En el propio diario que le combate o le censura, el jefe del Gobierno se defiende y se desquita con creces antes de las veinticuatro horas. Y hasta suele acontecer que lo escrito en las secciones editoriales aparezca desautorizado por el Sr. Dato en las informaciones políticas del mismo número.
La Prensa entera, salvo unos pocos estimados colegas que no mandan redactores a la Presidencia, se halla automáticamente a su servicio.
Y, como ya queda dicho, maldita la falta que le haría La Época, si el antiguo y acreditado periódico no le ayudara, por su autoridad en el extranjero, a colocar fuera de casa lo que aquí gratuita y gustosamente le admitimos todos».

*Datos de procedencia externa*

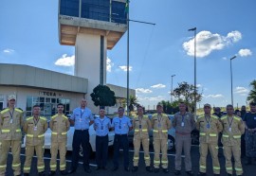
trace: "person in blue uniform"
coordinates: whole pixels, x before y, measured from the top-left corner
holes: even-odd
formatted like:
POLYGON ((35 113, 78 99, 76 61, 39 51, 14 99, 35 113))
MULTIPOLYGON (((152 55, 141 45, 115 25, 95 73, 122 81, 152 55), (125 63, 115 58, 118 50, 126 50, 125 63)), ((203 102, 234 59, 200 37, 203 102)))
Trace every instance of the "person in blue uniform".
POLYGON ((119 169, 119 149, 123 149, 123 167, 125 171, 130 171, 129 168, 129 141, 128 132, 132 130, 131 119, 123 115, 124 109, 122 107, 119 108, 119 116, 113 118, 112 128, 115 131, 115 140, 114 140, 114 167, 113 171, 119 169))
POLYGON ((80 146, 82 147, 84 171, 87 173, 91 172, 89 167, 89 127, 91 124, 94 123, 94 117, 92 115, 91 110, 86 107, 86 100, 84 98, 82 98, 80 103, 81 107, 76 108, 70 117, 70 124, 74 125, 75 132, 72 143, 72 164, 71 169, 68 171, 69 174, 77 170, 80 146))
POLYGON ((108 151, 108 132, 111 128, 111 121, 105 116, 104 107, 100 107, 100 116, 94 121, 96 132, 96 163, 97 168, 106 169, 107 151, 108 151))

El Liberal se hacía el propósito de oponer cierta resistencia a la política del «silencio general obligatorio» que pretendía imponer Dato:

«No pensamos allanarnos es a la teoría complementaria del Sr. Dato, según la cual no debe haber ni hay más noticias, informes y juicios que los suyos, y son falsos, calumniosos (y, naturalmente, antipatrióticos) los que vienen por distinto conducto.
Insistiremos en publicar los nuestros, si tienen regular garantía, y en apreciar según nuestro leal saber y entender cuantas cuestiones interesen a España. Todo se reducirá a que nos agenciemos un paraguas mayor que los ordinarios contra los chaparrones de adjetivos».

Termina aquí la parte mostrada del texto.